By: Naureen S. Malik |
Natural gas declined for the second straight week in New York, wiping out a 2013 gain, as a mild start to August limited demand from power plants.
Gas futures fell 1.2 percent after forecasts showed below-normal temperatures from the East Coast to the Great Plains from Aug. 7 through Aug. 12, according to MDA Weather Services in Gaithersburg, Maryland. Prices have tumbled 25 percent from a 21-month high on May 1 as U.S. inventory increases exceeded five-year averages in seven of the past nine weeks.
“Natural gas is a wildly weather-dependent commodity,” said Jason Schenker, president of Prestige Economics LLC in Austin, Texas. “Unless there is a hurricane or a massive temperature spike in the next couple of weeks, the price could remain under pressure.”

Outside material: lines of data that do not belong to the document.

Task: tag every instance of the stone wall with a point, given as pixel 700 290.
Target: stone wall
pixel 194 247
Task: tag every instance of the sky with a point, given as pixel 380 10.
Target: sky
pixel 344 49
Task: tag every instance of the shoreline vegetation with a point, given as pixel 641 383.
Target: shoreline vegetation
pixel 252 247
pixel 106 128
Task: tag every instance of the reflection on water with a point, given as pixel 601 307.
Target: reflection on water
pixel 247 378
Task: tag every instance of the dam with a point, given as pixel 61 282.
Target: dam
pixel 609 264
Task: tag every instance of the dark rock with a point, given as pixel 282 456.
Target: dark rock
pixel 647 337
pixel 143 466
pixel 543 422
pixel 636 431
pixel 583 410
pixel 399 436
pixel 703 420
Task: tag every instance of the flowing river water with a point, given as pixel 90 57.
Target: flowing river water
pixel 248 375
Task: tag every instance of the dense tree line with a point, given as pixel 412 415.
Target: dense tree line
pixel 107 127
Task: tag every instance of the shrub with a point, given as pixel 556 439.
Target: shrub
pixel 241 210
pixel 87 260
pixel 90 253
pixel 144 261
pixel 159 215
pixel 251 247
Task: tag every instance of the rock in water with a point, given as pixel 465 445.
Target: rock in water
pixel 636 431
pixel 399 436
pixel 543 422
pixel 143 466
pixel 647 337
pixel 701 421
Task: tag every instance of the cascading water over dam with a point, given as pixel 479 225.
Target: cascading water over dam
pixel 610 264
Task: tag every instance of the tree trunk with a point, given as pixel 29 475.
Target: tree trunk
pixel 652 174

Natural gas for September delivery slid 4 cents to $3.347 per million British thermal units on the New York Mercantile Exchange, the lowest settlement price since Feb. 22. Volume was 45 percent below the 100-day average at 2:57 p.m. The futures have fallen 0.1 percent this year after climbing to $4.444 on May 1, which was a 33 percent increase for 2013. Gas declined 5.9 percent this week, the biggest drop since May.
The discount of September to October futures was steady 2.8 cents.

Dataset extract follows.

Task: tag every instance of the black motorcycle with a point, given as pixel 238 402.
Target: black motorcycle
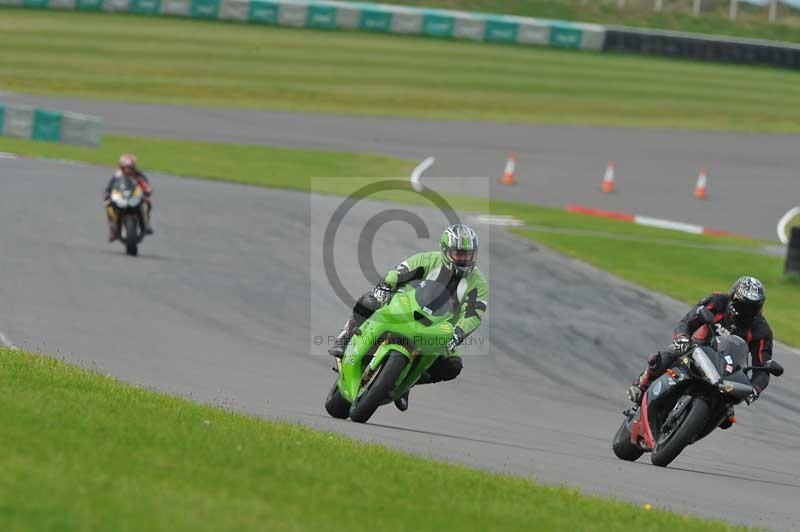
pixel 690 400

September $3.35 puts were the most active options in electronic trading. They were up 1.6 cents at 11 cents per million Btu on volume of 871 at 3:35 p.m. Puts accounted for 58 percent of trading volume. Implied volatility for at-the-money options expiring in September was 30.88 percent at 3:15 p.m., compared with 31.09 percent yesterday.
The high temperature in Washington on Aug. 5 may be 80 degrees Fahrenheit (27 Celsius), 8 below normal, and Chicago’s reading may be 4 lower than the average at 79 degrees, according to AccuWeather Inc. in State College, Pennsylvania.
Electricity generators, the largest consumers of U.S. gas, will account for 32 percent of demand this year, data show from the Energy Information Administration, the Energy Department’s statistical arm.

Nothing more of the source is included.